Châteaux Bordeaux offre un voyage dans l’univers viticole à travers le prisme du neuvième art. Edité chez Glénat, cette fresque familiale est l’œuvre conjointe du scénariste Eric Corbeyran et du dessinateur Espé. Cette saga est née en 2011 et a vu paraître en septembre dernier son sixième épisode intitulé Le courtier. La couverture de l’album nous offre Alexandra, son personnage central, en tenue de soirée en train de déguster un verre de vin au cours de ce qui semble être une réception guindée. Cette illustration confirme que l’immersion dans les vignes du bordelais se fait dans les pas de la sympathique et ravissante jeune femme de moins en moins néophyte au fur et à mesure de la découverte des différents opus.
En effet, le premier tome nous avait présenté Alexandra revenant des Etats-Unis assister aux obsèques de son père. Rapidement, la question de l’héritage du domaine familial donne lieu à un débat entre l’héroïne et ses deux frères. Ces derniers souhaitent le vendre en justifiant leur avis par les pertes croissantes qui accompagnent les cuvées récentes du lieu. Mais, leur sœur voit dans cette entreprise l’occasion de donner un sens à sa vie et de créer un lien subliminal avec son père. Elle se met donc en tête de redorer le blason de l’entreprise familiale.
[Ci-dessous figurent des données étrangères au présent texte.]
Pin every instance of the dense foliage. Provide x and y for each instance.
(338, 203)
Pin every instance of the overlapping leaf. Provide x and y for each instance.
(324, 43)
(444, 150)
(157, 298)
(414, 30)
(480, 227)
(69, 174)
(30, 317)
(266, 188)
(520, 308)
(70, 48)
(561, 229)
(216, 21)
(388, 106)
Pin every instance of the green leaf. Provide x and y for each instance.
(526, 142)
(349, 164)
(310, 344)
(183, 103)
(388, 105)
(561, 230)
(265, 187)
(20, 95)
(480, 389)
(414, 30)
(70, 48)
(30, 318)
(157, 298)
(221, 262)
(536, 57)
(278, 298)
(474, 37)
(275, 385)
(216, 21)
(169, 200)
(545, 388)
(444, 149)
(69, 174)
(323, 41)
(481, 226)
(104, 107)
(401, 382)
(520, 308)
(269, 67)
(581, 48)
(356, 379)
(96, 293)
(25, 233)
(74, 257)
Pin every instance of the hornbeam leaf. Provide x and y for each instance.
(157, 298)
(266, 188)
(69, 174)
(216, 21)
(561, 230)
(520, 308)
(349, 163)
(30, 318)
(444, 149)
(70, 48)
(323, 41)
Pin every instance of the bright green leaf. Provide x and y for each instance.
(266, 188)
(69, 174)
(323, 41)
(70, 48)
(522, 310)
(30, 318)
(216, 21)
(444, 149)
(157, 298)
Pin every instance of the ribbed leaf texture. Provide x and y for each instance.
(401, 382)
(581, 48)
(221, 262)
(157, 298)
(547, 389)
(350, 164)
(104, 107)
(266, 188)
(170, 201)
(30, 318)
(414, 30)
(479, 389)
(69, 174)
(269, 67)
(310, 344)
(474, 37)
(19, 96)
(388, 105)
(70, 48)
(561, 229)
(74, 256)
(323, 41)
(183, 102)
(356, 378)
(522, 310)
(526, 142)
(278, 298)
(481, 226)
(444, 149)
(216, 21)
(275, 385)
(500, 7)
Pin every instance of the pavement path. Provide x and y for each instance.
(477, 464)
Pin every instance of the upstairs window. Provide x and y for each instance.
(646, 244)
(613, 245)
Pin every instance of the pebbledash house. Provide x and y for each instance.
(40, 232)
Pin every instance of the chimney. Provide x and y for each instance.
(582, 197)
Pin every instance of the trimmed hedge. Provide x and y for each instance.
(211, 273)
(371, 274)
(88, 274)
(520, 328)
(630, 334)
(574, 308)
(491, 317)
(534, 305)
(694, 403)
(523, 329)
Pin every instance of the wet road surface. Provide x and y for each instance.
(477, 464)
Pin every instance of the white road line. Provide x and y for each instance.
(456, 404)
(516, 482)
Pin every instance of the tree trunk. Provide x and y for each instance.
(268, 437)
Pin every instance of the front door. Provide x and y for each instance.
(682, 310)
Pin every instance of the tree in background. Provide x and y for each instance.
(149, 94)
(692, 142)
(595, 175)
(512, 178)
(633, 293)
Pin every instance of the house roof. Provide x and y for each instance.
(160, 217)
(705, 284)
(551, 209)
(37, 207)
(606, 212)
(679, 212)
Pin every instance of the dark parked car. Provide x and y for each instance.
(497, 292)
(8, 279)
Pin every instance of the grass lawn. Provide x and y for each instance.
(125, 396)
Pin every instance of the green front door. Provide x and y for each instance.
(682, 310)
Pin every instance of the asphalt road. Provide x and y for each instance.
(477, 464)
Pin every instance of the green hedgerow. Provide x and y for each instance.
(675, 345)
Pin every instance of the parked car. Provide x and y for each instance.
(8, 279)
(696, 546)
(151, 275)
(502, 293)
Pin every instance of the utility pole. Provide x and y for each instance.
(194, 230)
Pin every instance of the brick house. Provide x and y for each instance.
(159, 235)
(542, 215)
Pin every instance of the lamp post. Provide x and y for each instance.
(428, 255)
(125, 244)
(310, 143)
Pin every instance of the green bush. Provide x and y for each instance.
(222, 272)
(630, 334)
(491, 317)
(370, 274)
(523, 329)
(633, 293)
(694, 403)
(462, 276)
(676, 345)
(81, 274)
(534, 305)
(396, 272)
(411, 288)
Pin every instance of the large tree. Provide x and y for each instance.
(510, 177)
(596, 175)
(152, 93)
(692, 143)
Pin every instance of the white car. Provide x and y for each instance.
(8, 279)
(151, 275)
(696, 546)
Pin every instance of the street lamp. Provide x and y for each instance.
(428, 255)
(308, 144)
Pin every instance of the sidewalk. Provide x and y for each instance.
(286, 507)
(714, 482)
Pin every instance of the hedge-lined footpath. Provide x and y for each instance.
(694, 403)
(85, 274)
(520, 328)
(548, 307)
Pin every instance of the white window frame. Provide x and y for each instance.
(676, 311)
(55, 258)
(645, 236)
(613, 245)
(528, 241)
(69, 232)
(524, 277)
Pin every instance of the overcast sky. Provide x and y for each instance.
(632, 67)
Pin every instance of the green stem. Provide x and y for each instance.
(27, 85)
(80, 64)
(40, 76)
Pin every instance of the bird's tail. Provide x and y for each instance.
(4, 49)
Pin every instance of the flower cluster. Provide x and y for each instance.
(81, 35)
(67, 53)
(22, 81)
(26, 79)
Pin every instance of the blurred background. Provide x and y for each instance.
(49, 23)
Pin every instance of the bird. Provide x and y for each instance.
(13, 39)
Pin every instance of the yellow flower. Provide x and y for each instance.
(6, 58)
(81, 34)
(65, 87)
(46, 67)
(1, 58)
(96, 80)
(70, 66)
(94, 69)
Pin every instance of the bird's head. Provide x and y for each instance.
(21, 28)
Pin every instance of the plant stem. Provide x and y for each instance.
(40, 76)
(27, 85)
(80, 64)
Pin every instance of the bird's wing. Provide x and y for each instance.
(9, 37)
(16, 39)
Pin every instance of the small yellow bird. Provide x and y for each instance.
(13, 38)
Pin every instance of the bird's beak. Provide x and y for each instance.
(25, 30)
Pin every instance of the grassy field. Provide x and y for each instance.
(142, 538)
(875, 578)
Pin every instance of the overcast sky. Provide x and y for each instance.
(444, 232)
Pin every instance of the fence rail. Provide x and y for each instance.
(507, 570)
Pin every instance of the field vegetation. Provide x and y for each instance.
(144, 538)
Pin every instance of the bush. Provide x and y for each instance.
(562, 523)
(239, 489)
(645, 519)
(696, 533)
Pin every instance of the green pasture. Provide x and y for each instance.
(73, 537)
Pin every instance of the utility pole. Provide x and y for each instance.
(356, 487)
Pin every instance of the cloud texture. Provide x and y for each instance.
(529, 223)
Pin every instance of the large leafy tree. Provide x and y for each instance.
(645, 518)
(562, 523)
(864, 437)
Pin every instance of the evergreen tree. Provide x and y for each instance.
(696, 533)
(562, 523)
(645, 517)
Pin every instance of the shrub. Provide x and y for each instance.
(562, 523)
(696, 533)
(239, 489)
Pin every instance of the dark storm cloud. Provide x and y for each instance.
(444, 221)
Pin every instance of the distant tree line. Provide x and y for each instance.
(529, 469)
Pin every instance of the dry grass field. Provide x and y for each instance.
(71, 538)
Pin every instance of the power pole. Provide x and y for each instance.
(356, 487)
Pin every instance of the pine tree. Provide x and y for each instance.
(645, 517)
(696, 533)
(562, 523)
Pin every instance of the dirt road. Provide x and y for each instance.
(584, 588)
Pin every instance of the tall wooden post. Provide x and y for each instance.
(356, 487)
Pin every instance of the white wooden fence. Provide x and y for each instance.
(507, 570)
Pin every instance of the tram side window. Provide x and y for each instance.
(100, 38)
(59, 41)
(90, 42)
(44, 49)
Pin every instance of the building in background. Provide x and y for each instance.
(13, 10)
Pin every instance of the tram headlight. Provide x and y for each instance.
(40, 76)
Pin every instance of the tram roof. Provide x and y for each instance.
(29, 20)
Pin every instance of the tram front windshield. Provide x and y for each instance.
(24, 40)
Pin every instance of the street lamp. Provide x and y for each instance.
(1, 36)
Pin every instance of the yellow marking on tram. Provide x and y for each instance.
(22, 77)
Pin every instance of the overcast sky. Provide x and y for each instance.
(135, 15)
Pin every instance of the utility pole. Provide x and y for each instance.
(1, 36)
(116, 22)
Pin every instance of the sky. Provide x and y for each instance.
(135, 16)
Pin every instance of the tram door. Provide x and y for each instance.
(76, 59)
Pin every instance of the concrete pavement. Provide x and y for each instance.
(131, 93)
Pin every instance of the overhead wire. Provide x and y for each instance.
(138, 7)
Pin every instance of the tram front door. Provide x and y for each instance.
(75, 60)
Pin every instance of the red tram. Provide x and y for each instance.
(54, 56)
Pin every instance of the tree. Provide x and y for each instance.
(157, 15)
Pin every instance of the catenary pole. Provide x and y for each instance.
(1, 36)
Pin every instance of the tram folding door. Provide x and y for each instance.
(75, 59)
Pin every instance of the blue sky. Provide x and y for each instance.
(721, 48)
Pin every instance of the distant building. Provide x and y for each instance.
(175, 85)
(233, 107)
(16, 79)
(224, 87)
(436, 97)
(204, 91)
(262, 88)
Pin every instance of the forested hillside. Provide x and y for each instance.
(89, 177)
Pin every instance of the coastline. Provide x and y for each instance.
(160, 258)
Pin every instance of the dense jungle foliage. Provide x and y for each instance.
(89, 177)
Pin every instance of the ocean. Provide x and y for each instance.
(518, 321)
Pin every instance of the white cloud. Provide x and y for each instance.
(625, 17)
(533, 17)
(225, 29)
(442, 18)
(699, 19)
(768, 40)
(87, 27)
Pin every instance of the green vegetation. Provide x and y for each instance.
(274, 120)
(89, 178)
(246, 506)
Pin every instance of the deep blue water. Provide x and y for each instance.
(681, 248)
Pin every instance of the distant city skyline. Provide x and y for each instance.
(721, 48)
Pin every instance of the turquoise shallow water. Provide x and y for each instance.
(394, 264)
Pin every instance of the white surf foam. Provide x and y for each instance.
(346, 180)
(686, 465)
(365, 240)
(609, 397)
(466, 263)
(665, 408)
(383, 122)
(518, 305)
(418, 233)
Le souci est que bien que très volontaire, intelligente et courageuse, Alexandra n’en est pas moins inculte en domaine de viticulture et d’œnologie. Chaque nouvel épisode la voit découvrir un nouvel aspect de cet univers riche et complexe. Ce fil conducteur permet au lecteur de profiter d’un documentaire fourni et détaillé sur ce monde obscur et pourtant passionnant. J’ai pris beaucoup de plaisir à apprendre beaucoup de choses à chaque étape de cette aventure bédéphile. J’espérais que ce sixième acte allait conserver cette caractéristique.
Comme le titre l’indique, l’aspect central sera ici le courtage. Jusqu’alors, l’histoire se centrait essentiellement autour de la complexe chaîne de production. Je dois bien avouer que ce tome est le moins intéressant sur le plan documentaire. Est-ce dû au fait que l’héroïne s’éloigne de la vigne pour s’orienter vers une domaine plus économique et politique ou plutôt au fait que le côté universitaire de la série est mis en retrait pour laisser davantage de place au drame familial sous-jacent à toute évolution du projet mené par Alexandra ? Je ne saurais précisément dire. Néanmoins, je peux affirmer que le résultat sur ce point-là m’a un petit peu déçu. Mais le dénouement de la dernière page me laisse espérer que le courtage possède un potentiel intéressant sur le plan narratif.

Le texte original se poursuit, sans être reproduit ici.